Task 2: What objects leak?
--------------------------
So let's have a closer look at the diff. We see 5 new `dicts` and `strings`, a
bit more memory usage by `lists`, 3 `wakeup` and `__call__` instance methods, 3
`CallWrapper` and 1 `ListedToplevel`. We know the standard types, but the last
couple of objects seem to be from IDLE.
We ignore the standard type objects for now. It is more likely that these are
only children of some other instances which are causing the leak.
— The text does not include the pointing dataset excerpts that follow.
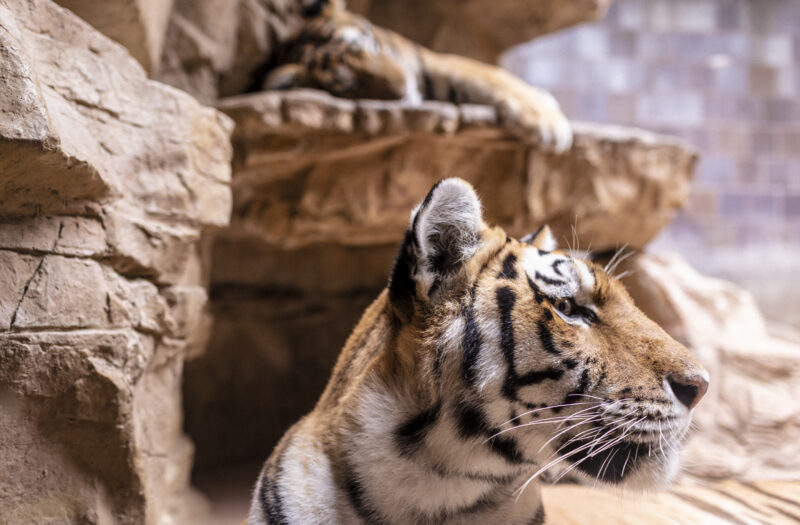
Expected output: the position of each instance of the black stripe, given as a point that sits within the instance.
(546, 337)
(470, 420)
(548, 280)
(270, 498)
(537, 293)
(485, 502)
(538, 518)
(557, 263)
(402, 287)
(509, 271)
(472, 346)
(506, 447)
(410, 434)
(505, 303)
(537, 376)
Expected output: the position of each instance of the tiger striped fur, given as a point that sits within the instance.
(485, 361)
(344, 54)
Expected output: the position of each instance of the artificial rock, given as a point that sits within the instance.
(108, 182)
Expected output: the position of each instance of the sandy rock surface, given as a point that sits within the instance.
(749, 422)
(107, 182)
(323, 188)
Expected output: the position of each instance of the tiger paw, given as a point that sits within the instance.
(534, 116)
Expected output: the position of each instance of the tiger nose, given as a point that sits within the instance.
(689, 389)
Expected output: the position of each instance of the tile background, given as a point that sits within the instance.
(725, 76)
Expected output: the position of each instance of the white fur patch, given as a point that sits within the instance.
(453, 212)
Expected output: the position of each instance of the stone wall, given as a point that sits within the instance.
(108, 182)
(323, 188)
(725, 76)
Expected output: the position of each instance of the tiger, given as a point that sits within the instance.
(342, 53)
(485, 362)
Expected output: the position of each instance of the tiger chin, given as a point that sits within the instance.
(486, 362)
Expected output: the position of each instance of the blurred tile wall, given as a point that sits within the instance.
(725, 76)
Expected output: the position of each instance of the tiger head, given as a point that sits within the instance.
(536, 355)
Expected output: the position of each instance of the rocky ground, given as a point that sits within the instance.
(131, 212)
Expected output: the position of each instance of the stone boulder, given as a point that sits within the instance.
(749, 422)
(323, 188)
(108, 182)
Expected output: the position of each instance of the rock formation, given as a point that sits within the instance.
(110, 183)
(479, 29)
(107, 182)
(323, 188)
(749, 422)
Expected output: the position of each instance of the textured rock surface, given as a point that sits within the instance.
(139, 25)
(311, 168)
(216, 47)
(107, 182)
(479, 29)
(720, 502)
(749, 422)
(323, 190)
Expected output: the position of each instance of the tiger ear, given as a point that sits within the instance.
(444, 233)
(542, 239)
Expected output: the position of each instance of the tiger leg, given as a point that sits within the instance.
(529, 112)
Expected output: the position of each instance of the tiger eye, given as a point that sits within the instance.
(564, 306)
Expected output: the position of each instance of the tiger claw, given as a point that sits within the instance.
(537, 119)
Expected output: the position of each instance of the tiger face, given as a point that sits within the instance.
(532, 359)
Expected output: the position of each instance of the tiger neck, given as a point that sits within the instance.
(435, 471)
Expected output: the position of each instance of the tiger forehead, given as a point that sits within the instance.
(557, 274)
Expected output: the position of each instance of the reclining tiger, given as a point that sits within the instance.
(485, 362)
(342, 53)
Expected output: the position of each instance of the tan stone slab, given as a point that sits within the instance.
(310, 168)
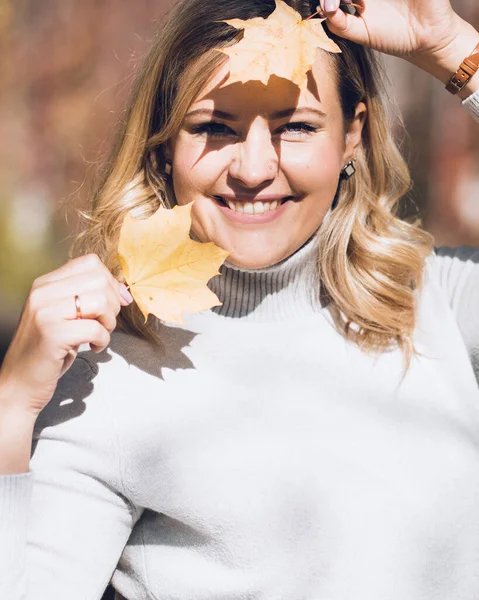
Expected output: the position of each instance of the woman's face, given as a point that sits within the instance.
(262, 163)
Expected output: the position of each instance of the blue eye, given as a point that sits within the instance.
(213, 130)
(299, 128)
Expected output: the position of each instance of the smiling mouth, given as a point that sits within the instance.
(256, 207)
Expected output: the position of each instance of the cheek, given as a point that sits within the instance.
(196, 170)
(314, 166)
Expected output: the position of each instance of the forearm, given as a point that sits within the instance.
(16, 434)
(445, 62)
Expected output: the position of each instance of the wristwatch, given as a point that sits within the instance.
(463, 75)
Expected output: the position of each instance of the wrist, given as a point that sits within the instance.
(11, 405)
(444, 62)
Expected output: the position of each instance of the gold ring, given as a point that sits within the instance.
(78, 307)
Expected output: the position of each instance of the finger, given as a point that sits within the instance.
(102, 307)
(350, 27)
(83, 331)
(52, 292)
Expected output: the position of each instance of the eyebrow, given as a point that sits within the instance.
(281, 114)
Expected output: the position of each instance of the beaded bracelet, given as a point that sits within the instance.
(463, 75)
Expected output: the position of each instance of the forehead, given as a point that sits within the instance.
(321, 92)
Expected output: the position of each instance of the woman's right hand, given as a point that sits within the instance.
(49, 333)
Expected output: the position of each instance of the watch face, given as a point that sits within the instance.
(347, 7)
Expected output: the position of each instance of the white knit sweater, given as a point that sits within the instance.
(259, 455)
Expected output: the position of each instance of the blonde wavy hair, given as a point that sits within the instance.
(370, 261)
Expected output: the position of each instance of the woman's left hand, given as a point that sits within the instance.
(404, 28)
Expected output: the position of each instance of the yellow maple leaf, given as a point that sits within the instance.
(283, 44)
(165, 269)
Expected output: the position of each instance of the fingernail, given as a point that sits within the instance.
(330, 5)
(125, 294)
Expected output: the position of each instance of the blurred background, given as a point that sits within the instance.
(66, 71)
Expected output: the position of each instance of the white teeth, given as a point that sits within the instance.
(253, 208)
(259, 208)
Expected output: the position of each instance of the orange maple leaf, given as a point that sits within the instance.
(165, 269)
(283, 44)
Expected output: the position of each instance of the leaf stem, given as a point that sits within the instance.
(321, 14)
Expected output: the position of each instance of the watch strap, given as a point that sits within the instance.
(468, 67)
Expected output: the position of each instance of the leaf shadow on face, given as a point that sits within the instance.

We start with the `ListedTopLevel` object. One invocation of `File->Path
Browser` and one more of this type looks like this object is not garbage
collected, although it should have been. Searching for `ListedTopLevel` in
`idlelib/` reveals that is the base class to all window objects of IDLE. We can
assume that opening the Path Browser, a new window object is created, but
closing the window does not remove the reference.
Next, we take a look at the `wakeup` instance method of which we have three more
on each invocation. Searching the code, we find it to be defined in
`idlelib/WindowList.py`. This piece of code is used to give users of IDLE a list
of currently open windows. Every time a new window is created, it will be added
to the `Windows` menu, from where the user can select any open window. `wakeup`
is the method which will bring the selected window up front. Adding a window
calls menu.add_command, linking menu and the wakeup command together.
.. _menu_add_command:
.. code-block:: python
menu.add_command(label=title, command=window.wakeup)
So we are getting closer. Only `__call__` and `Tkinter.CallWrapper` are left. As
the name indicates, the latter is located in the Tkinter module, which is part
of the standard library of Python. So let's dive into it. The CallWrapper
docstring states::
Internal class. Stores function to call when some user defined Tcl function is
called e.g. after an event occurred.
Also, CallWrapper contains a method called `__call__`, which is used to invoke
the stored function call. A CallWrapper is created by the method `_register`
which then creates a command (Tk speak) and adds it's name to a list called
`self._tclCommands`.
So what do we know so far? Every time a Path Browser is opened, a window is
created, but not deleted when closed again. It has something to do with the
`wakeup` method of the window. This method is wrapped as a Tcl command and then
linked to the window list menu. Also, we have traced this wrapping back to
Tkinter library, where names of the function wrappers are stored in an attribute
called `_tclCommands`.
This brings us to the third question.
Task 3: Where is the leak?
--------------------------
`_tclCommands` stores the names of all commands linked to a widget. The base
class for interior widgets (of which the menu is one), has a method called
`destroy` which::
Delete all Tcl commands created for this widget in the Tcl
interpreter.
as well as a method `deletecommand` which deletes a single Tcl command. Both
remove commands as by there name. Among them, we find our CallWrappers'
`__call__` used to wrap the wakeup of the Path Browser window.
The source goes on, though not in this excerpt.